Young bush like black cherries a day or two, on Cliffs and in such favorable places.
The hylodes were about done peeping before those last few warm days, — when the toads began in earnest in the river, — but last night being somewhat cooler they were not so loud.
P. M. - To Carlisle Bridge by boat.
A strong but somewhat gusty southerly wind, before which C. and I sailed all the way from home to Carlisle Bridge in not far from an hour; the river unusually high for the season.
Very pleasant to feel the strong, fresh southerly wind from over the water.
There are no clouds in the sky, but a high haziness, as if the moisture drawn up by yesterday's heat was condensed by to-day's comparative coolness.
The water a dull slate-color and waves running high, — a dirty yellow where they break, — and long streaks of white foam, six or eight feet apart, stretching north and south between Concord and Bedford, — without end.
The common blue flag just out at Ball's Hill.
The white maples, especially those shaped like large bushes, on the banks are now full of foliage, showing the white under sides of the leaves in the wind, and the swamp white oak, having similar silvery under sides to its leaves, and both growing abundantly and prevailing here along the river, make or impart a peculiar flashing light to the scenery in windy weather, all bright, flashing, and cheerful.
On the meadows are large yellow-green patches of ferns beginning to prevail.
Passed a large boat anchored off in the meadows not far from the boundary of Concord. It was quite a piece of ocean scenery, we saw it so long before reaching it and so long after; and it looked larger than reality, what with the roaring of the wind in our shrouds and the dashing of the waves. The incessant drifting about of a boat so anchored by a long cable, playing with its halter, now showing more, now less, of its side, is a pleasing sight.
Landed at a high lupine bank by Carlisle Bridge. How many such lupine banks there are! — whose blue you detect many rods off.
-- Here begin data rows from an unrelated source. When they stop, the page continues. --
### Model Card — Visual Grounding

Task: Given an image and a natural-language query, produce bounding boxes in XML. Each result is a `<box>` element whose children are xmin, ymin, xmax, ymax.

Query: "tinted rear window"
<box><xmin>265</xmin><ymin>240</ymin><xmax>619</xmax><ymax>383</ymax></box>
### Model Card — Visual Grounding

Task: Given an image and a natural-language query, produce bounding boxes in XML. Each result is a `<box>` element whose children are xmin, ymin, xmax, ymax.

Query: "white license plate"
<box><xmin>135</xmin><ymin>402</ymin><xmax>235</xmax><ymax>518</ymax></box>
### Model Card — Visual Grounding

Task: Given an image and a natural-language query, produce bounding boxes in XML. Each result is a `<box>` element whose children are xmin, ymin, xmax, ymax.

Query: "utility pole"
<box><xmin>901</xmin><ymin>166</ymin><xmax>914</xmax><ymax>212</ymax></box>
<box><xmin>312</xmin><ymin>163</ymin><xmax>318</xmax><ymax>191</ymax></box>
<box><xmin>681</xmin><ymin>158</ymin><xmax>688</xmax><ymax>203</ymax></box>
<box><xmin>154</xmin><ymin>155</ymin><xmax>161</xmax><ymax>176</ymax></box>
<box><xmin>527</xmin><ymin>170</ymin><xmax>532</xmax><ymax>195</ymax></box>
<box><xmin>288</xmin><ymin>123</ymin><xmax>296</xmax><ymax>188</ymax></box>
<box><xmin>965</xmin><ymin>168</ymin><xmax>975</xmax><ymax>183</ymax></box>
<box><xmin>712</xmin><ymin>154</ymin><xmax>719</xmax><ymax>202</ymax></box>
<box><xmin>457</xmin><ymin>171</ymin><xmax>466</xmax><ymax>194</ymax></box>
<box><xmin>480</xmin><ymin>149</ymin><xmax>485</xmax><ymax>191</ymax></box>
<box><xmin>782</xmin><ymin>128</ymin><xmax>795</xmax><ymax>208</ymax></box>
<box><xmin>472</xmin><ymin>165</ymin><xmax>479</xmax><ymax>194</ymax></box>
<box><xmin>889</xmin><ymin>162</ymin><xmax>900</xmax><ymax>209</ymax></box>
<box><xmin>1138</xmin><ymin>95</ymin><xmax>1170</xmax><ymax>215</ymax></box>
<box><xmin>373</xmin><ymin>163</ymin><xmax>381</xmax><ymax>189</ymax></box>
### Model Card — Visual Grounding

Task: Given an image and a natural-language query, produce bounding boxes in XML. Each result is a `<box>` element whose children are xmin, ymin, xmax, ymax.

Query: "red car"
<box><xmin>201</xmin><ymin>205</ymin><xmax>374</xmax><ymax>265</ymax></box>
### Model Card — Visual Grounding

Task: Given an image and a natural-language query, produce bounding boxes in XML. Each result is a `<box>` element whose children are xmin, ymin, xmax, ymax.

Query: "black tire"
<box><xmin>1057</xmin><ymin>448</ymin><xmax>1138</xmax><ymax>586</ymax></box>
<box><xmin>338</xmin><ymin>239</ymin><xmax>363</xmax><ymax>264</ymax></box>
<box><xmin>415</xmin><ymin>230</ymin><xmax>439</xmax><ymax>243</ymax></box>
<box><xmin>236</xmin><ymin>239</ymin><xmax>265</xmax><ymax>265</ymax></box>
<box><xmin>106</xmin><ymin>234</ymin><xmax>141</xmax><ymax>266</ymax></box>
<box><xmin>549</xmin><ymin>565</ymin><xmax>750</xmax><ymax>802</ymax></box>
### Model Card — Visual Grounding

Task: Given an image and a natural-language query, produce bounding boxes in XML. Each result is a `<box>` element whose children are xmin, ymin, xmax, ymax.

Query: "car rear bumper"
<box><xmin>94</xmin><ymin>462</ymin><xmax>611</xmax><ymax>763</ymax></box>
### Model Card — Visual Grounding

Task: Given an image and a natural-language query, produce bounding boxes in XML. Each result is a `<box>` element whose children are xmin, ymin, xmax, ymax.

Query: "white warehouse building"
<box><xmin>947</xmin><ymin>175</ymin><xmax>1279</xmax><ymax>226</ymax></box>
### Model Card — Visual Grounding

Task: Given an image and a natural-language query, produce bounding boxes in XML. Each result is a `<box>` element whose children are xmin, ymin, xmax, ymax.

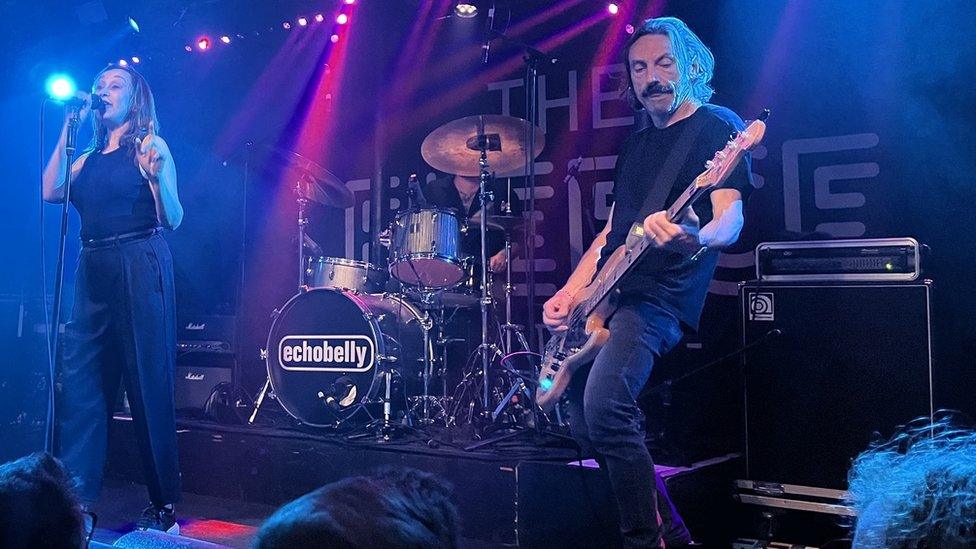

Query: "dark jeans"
<box><xmin>55</xmin><ymin>232</ymin><xmax>181</xmax><ymax>506</ymax></box>
<box><xmin>564</xmin><ymin>299</ymin><xmax>689</xmax><ymax>548</ymax></box>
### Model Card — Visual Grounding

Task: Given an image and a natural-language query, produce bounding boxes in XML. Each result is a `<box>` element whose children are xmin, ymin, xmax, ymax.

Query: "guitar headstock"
<box><xmin>694</xmin><ymin>108</ymin><xmax>769</xmax><ymax>191</ymax></box>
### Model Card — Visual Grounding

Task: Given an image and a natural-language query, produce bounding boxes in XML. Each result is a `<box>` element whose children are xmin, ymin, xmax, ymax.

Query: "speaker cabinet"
<box><xmin>739</xmin><ymin>282</ymin><xmax>933</xmax><ymax>490</ymax></box>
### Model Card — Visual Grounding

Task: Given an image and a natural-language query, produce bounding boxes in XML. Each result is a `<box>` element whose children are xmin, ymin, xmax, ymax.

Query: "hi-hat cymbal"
<box><xmin>268</xmin><ymin>147</ymin><xmax>353</xmax><ymax>208</ymax></box>
<box><xmin>465</xmin><ymin>212</ymin><xmax>527</xmax><ymax>233</ymax></box>
<box><xmin>421</xmin><ymin>115</ymin><xmax>545</xmax><ymax>177</ymax></box>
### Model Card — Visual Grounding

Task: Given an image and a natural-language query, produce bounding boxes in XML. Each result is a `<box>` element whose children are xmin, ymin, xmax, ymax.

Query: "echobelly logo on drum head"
<box><xmin>278</xmin><ymin>335</ymin><xmax>375</xmax><ymax>372</ymax></box>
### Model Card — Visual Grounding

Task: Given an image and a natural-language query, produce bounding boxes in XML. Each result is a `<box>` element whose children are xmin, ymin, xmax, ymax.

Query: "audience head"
<box><xmin>0</xmin><ymin>452</ymin><xmax>86</xmax><ymax>549</ymax></box>
<box><xmin>847</xmin><ymin>415</ymin><xmax>976</xmax><ymax>548</ymax></box>
<box><xmin>254</xmin><ymin>467</ymin><xmax>460</xmax><ymax>549</ymax></box>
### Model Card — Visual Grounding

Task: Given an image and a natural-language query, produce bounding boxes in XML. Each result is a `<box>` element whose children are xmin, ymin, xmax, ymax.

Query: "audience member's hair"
<box><xmin>847</xmin><ymin>415</ymin><xmax>976</xmax><ymax>548</ymax></box>
<box><xmin>254</xmin><ymin>467</ymin><xmax>460</xmax><ymax>549</ymax></box>
<box><xmin>0</xmin><ymin>452</ymin><xmax>86</xmax><ymax>549</ymax></box>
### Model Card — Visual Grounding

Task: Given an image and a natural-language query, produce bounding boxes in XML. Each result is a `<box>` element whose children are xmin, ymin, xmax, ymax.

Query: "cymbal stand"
<box><xmin>473</xmin><ymin>119</ymin><xmax>497</xmax><ymax>424</ymax></box>
<box><xmin>249</xmin><ymin>182</ymin><xmax>312</xmax><ymax>425</ymax></box>
<box><xmin>296</xmin><ymin>181</ymin><xmax>310</xmax><ymax>290</ymax></box>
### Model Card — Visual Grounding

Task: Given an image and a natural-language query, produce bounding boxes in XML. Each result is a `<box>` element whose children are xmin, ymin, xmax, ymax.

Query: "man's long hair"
<box><xmin>847</xmin><ymin>416</ymin><xmax>976</xmax><ymax>548</ymax></box>
<box><xmin>622</xmin><ymin>17</ymin><xmax>715</xmax><ymax>112</ymax></box>
<box><xmin>87</xmin><ymin>64</ymin><xmax>160</xmax><ymax>158</ymax></box>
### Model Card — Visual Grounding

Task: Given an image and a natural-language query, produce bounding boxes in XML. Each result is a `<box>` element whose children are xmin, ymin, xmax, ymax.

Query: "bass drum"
<box><xmin>266</xmin><ymin>289</ymin><xmax>431</xmax><ymax>427</ymax></box>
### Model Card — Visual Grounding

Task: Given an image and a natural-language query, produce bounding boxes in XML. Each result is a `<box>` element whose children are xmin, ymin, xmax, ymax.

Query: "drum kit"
<box><xmin>251</xmin><ymin>115</ymin><xmax>548</xmax><ymax>441</ymax></box>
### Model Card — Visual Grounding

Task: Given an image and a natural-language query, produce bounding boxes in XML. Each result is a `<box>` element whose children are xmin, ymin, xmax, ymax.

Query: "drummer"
<box><xmin>421</xmin><ymin>173</ymin><xmax>522</xmax><ymax>273</ymax></box>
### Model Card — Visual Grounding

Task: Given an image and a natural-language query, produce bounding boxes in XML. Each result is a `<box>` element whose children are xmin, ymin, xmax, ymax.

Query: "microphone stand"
<box><xmin>465</xmin><ymin>33</ymin><xmax>573</xmax><ymax>452</ymax></box>
<box><xmin>484</xmin><ymin>27</ymin><xmax>556</xmax><ymax>356</ymax></box>
<box><xmin>46</xmin><ymin>106</ymin><xmax>83</xmax><ymax>451</ymax></box>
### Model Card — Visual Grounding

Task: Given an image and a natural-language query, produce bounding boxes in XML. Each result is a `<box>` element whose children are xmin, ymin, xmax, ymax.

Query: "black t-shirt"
<box><xmin>71</xmin><ymin>147</ymin><xmax>158</xmax><ymax>241</ymax></box>
<box><xmin>597</xmin><ymin>104</ymin><xmax>755</xmax><ymax>330</ymax></box>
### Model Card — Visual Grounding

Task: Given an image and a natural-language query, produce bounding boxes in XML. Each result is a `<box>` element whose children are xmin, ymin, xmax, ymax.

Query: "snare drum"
<box><xmin>305</xmin><ymin>256</ymin><xmax>386</xmax><ymax>293</ymax></box>
<box><xmin>389</xmin><ymin>208</ymin><xmax>465</xmax><ymax>289</ymax></box>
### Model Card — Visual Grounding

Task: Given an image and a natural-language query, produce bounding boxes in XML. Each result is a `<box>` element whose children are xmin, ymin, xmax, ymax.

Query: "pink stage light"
<box><xmin>297</xmin><ymin>17</ymin><xmax>308</xmax><ymax>26</ymax></box>
<box><xmin>282</xmin><ymin>21</ymin><xmax>292</xmax><ymax>30</ymax></box>
<box><xmin>196</xmin><ymin>37</ymin><xmax>211</xmax><ymax>50</ymax></box>
<box><xmin>314</xmin><ymin>14</ymin><xmax>324</xmax><ymax>23</ymax></box>
<box><xmin>625</xmin><ymin>23</ymin><xmax>635</xmax><ymax>34</ymax></box>
<box><xmin>330</xmin><ymin>34</ymin><xmax>340</xmax><ymax>43</ymax></box>
<box><xmin>607</xmin><ymin>3</ymin><xmax>619</xmax><ymax>15</ymax></box>
<box><xmin>343</xmin><ymin>0</ymin><xmax>356</xmax><ymax>4</ymax></box>
<box><xmin>336</xmin><ymin>13</ymin><xmax>348</xmax><ymax>25</ymax></box>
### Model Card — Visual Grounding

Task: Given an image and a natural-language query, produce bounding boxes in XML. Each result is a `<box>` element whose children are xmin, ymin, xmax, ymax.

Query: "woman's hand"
<box><xmin>135</xmin><ymin>131</ymin><xmax>168</xmax><ymax>181</ymax></box>
<box><xmin>67</xmin><ymin>91</ymin><xmax>93</xmax><ymax>125</ymax></box>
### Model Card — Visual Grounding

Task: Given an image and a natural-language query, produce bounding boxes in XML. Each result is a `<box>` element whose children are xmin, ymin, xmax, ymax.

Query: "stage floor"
<box><xmin>102</xmin><ymin>413</ymin><xmax>742</xmax><ymax>547</ymax></box>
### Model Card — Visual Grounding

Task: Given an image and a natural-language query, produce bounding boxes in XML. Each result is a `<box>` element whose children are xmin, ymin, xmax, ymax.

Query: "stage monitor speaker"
<box><xmin>739</xmin><ymin>282</ymin><xmax>933</xmax><ymax>490</ymax></box>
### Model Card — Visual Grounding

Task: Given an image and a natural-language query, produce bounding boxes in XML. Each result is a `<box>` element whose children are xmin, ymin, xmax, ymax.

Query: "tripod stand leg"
<box><xmin>249</xmin><ymin>377</ymin><xmax>272</xmax><ymax>425</ymax></box>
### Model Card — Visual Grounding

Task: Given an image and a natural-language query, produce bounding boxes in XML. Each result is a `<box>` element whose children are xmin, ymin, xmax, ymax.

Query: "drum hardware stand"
<box><xmin>471</xmin><ymin>119</ymin><xmax>499</xmax><ymax>429</ymax></box>
<box><xmin>249</xmin><ymin>180</ymin><xmax>317</xmax><ymax>425</ymax></box>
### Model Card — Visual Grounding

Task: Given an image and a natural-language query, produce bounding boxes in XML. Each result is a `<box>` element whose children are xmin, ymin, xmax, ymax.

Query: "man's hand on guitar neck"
<box><xmin>642</xmin><ymin>208</ymin><xmax>703</xmax><ymax>257</ymax></box>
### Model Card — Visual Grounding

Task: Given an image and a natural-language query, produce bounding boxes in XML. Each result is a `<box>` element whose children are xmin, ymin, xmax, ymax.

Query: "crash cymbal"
<box><xmin>421</xmin><ymin>114</ymin><xmax>545</xmax><ymax>177</ymax></box>
<box><xmin>268</xmin><ymin>147</ymin><xmax>353</xmax><ymax>208</ymax></box>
There I found, methinks, minute Specularia perfoliata, with small crenate clasping leaves alternate at some distance apart, on upright stems about three inches high, but apparently fruiting in the bud.
Also the Silene antirrhina very abundant there.
The Viola palmata, which is later, and therefore, methinks, fresher than most, is now quite prevalent, one of the most common, in fact, in low ground and a very handsome purple, with more red than usual in its violet.
The pines now dotted with white shoots, the pitch pines a little red dish, are an interesting sight now.
Whence came all those dead suckers, a dozen at least, which we saw floating to-day, some on their sides, transversely barred, some on their backs with their white bellies up and dark fins on each side? Why are they suckers only that we see Can it be because the spearers have thrown them away? Or has some bird of prey dropped them? I rarely see other fish floating.
Melvin gave George Brooks some pink azaleas yesterday, said to have grown in the north part of the town.
The white maple keys falling and covering the river.